Complaints Officer Thomas Moseley explains how we handle complaints from third parties and how they feed into our wider standards work.

Who can complain to IPSO?

Anyone can complain to us about a significant inaccuracy which has been published on a general point of fact (under Clause 1 of the Editors’ Code). Our services are available to everyone, free of charge, and most people who complain to us are ordinary members of the public.

A large number of the complaints we receive are made under Clause 1, including many by members of the public who are concerned about the accuracy of press reporting. For example, a complaint about reporting of one scientist’s views on climate change research was investigated and upheld, although the complaint came from someone else.

IPSO takes forward complaints under Clauses 2–16 of the Code – covering issues like privacy, harassment, intrusion into grief or shock – from anyone directly affected by editorial material or a journalist’s behaviour (or, with their permission, a representative like a family member, solicitor, or trusted friend).

Our regulations do not allow us to take forward complaints about issues other than accuracy from people with no connection to the alleged breach of the Code (we call these third party complaints) – but there are very good reasons for this.

Why can’t third party complaints about privacy, harassment and other personal issues be taken forward?

Complaints framed under Clauses 2 to 12 often relate to stories about sensitive or personal issues including bereavement, private relationships or personal identity. People unconnected with a story do not know how the subject themselves feels about the coverage or about making a complaint. They should be free to make their own decisions about how they would like to respond and it’s not for us or anyone else to presume to know what their wishes are.

When we investigate complaints, publications are asked to explain the circumstances of publication, or journalistic conduct, and complainants are given the opportunity to respond. Investigating without the involvement of the subject would be difficult as neither IPSO nor an unconnected complainant would be in a position to dispute a publication’s account of a particular situation.  

Often publications will offer corrections or private apologies to complainants to resolve a complaint and without their input, we don’t know what the subject of the story might consider to be a suitable solution.

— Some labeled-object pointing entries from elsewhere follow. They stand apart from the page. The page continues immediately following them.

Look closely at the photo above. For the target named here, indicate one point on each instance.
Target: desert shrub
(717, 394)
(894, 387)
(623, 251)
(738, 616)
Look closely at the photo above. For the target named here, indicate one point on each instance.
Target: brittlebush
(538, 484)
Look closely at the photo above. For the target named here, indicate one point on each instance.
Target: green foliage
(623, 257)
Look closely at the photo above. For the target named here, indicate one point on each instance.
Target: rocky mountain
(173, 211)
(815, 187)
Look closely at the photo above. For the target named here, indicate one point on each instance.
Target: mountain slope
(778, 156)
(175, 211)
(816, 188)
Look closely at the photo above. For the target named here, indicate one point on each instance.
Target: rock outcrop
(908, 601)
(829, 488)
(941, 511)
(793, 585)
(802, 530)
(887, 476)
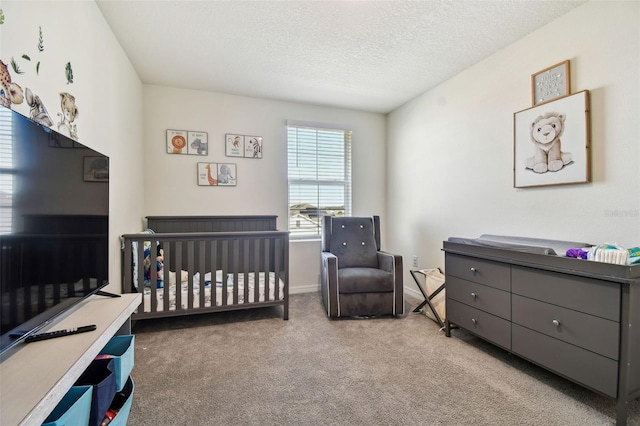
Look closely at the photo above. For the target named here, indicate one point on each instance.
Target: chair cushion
(353, 242)
(364, 280)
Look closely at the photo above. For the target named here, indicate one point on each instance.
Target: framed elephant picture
(551, 143)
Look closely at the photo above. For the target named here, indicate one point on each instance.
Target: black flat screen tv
(54, 225)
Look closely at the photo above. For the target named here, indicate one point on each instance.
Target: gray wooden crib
(206, 264)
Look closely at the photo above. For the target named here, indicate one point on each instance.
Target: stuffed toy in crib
(159, 265)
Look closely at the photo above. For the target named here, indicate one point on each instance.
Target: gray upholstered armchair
(357, 279)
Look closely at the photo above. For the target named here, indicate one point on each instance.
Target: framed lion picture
(551, 143)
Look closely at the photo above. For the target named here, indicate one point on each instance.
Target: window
(6, 171)
(319, 169)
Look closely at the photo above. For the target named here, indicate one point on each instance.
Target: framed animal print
(234, 145)
(243, 146)
(551, 83)
(551, 143)
(198, 143)
(217, 174)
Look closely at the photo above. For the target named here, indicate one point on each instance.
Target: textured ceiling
(364, 55)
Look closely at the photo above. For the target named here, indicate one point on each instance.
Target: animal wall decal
(12, 93)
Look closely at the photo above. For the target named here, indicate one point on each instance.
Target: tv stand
(106, 293)
(34, 377)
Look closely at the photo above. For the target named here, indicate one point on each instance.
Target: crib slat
(225, 270)
(189, 269)
(177, 254)
(277, 268)
(266, 267)
(255, 268)
(214, 268)
(234, 268)
(201, 268)
(245, 270)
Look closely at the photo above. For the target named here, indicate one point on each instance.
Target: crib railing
(240, 256)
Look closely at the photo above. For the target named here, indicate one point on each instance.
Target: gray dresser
(570, 316)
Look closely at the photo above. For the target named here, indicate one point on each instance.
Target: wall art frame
(187, 142)
(551, 83)
(95, 168)
(176, 141)
(544, 155)
(217, 174)
(243, 146)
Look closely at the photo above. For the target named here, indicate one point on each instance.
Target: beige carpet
(253, 368)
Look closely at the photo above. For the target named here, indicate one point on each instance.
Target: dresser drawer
(596, 334)
(494, 274)
(487, 326)
(578, 293)
(582, 366)
(485, 298)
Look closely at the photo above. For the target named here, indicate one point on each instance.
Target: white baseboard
(312, 288)
(307, 288)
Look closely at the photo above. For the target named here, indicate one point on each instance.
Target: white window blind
(319, 170)
(6, 171)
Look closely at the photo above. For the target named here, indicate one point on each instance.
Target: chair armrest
(329, 283)
(393, 263)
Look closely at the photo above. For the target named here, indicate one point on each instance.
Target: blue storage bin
(123, 415)
(73, 409)
(100, 375)
(121, 349)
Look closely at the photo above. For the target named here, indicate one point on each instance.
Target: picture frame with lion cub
(551, 143)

Aside from the practical considerations, conducting an in-depth investigation without an individual’s input or consent could cause embarrassment or even represent a serious intrusion. All decisions made by our Complaints Committee are published on our website so to take forward complaints without agreement would mean that we were publishing material which included potentially sensitive details, without the subject’s consent. Even where no sensitive details are involved, putting the public spotlight back on the coverage may be very unwelcome for the person or people directly involved.

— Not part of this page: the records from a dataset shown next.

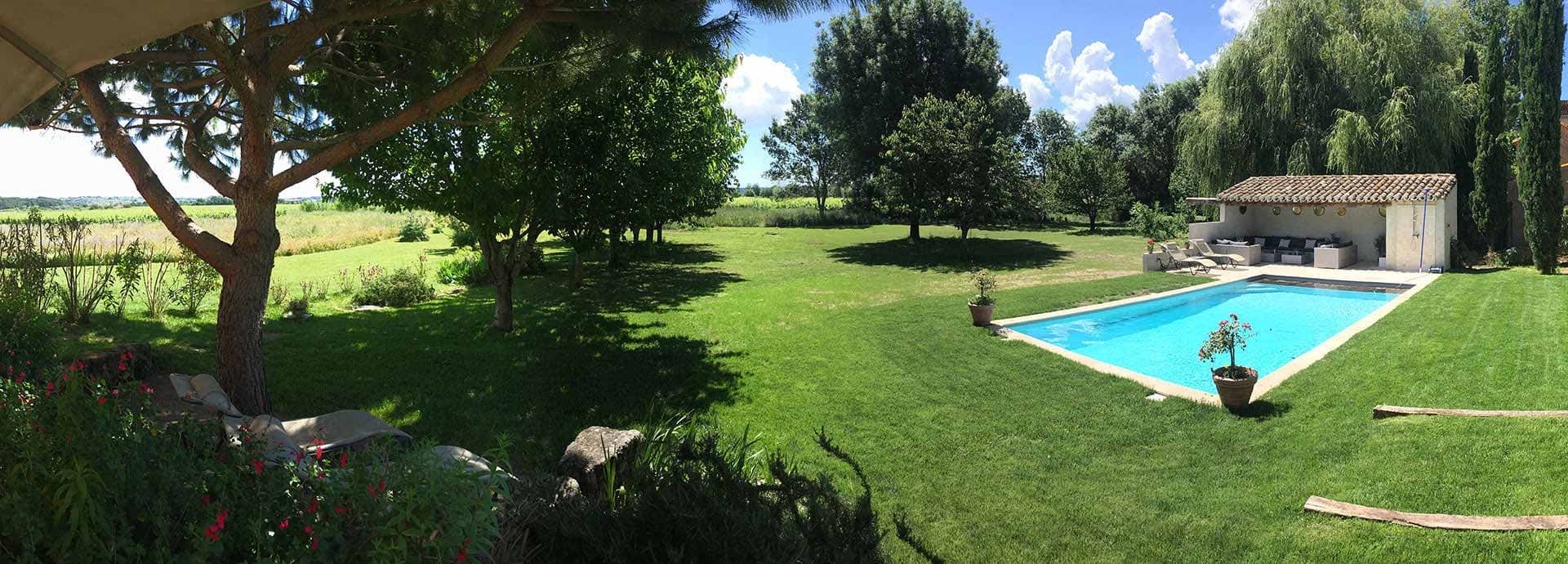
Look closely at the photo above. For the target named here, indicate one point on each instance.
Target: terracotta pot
(982, 313)
(1235, 393)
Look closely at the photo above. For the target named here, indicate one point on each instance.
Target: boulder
(593, 450)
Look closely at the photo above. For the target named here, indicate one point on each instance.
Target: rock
(595, 448)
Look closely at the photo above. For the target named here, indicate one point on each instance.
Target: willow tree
(235, 95)
(1490, 204)
(1333, 85)
(1540, 29)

Representative groups have a special role

While it’s important to consider the individual at the centre of a news story, our regulations do create a special mechanism for recognising the voices of others who may be affected by coverage that potentially breaches the Code, a representative group complaint.

If you complain to us on the basis that you are a representative group, our Complaints Committee looks at a number of criteria when deciding whether to take forward the investigation. To help them make a decision, we will ask you to explain which group you believe has been affected by the alleged breach of the Editors' Code, how you are representative of that group, how you believe the alleged breach is significant and how you believe the public interest would be served by considering the complaint.

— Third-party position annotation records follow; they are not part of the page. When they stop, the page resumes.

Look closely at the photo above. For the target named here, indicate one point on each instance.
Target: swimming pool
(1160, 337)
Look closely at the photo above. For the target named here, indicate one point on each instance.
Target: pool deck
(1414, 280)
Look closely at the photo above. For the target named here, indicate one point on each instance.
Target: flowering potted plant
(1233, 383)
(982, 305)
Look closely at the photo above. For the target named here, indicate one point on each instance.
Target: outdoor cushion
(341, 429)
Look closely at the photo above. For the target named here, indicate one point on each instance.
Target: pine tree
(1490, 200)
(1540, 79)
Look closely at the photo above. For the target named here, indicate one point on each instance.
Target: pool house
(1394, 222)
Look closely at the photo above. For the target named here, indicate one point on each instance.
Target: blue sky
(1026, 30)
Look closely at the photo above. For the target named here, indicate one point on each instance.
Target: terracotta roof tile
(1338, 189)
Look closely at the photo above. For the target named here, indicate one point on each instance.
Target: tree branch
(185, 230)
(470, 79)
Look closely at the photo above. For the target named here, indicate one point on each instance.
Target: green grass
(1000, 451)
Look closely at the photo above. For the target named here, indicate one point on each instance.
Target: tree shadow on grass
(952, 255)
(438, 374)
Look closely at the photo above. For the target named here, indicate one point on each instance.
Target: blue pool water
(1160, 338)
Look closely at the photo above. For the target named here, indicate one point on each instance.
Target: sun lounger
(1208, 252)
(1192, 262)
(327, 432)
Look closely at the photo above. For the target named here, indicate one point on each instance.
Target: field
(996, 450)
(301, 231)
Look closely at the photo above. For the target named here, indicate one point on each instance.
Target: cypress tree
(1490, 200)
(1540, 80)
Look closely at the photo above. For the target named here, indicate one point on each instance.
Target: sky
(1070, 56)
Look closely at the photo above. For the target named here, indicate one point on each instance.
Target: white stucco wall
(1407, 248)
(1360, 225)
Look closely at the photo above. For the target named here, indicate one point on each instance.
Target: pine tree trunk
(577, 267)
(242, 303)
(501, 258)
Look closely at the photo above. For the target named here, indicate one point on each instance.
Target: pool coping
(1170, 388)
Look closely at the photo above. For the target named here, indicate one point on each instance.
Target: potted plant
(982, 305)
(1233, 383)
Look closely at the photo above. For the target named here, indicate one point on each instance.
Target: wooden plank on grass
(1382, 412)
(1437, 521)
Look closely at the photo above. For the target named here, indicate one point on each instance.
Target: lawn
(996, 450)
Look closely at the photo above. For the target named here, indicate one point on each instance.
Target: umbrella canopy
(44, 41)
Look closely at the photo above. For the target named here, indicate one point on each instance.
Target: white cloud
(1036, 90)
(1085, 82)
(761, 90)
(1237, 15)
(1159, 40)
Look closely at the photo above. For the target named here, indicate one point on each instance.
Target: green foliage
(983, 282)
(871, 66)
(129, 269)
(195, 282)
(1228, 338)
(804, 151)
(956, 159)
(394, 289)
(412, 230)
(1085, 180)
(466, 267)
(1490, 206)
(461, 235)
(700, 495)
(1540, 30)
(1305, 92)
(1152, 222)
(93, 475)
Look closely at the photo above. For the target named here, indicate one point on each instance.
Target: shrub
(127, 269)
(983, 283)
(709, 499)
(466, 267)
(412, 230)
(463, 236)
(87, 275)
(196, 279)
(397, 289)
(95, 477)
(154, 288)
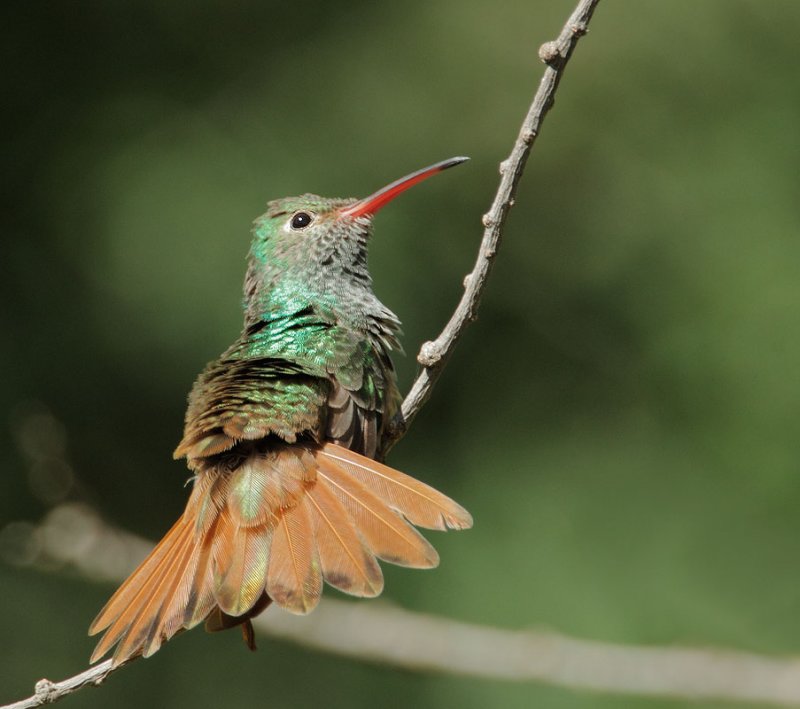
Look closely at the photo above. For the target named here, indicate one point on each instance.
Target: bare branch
(75, 535)
(433, 355)
(47, 692)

Taking forward representative group complaints is an important way to address individual instances that cause concern about breaches of standards. In addition, in exceptional circumstances – and having considered detailed criteria that set out when this is appropriate – IPSO’s Board is able to ask the Complaints Committee to investigate and adjudicate a potential breach of the Editors’ Code. 

Upholding press standards

We understand that many members of the public who make complaints about stories that do not directly concern them do so because they want to protect the subject of the story in question and feel, rightly, that we all benefit from having a press that is accountable and upholds the standards set out in the Code.

While these complaints are not taken forward through the complaints process, they are fed into the work of our Standards function which performs wider monitoring of the media landscape. They are used in our guidance and training and in monitoring publication’s compliance with the Code through the annual statement process. We also make direct contacts to relevant agencies when we have reason to believe that there are concerns about press activity, for example at the scene of a major incident.

IPSO’s role extends beyond handling individual complaints and we are committed to working with member publishers to help them to comply with the Editors’ Code and to respond to wider concerns expressed by readers and others.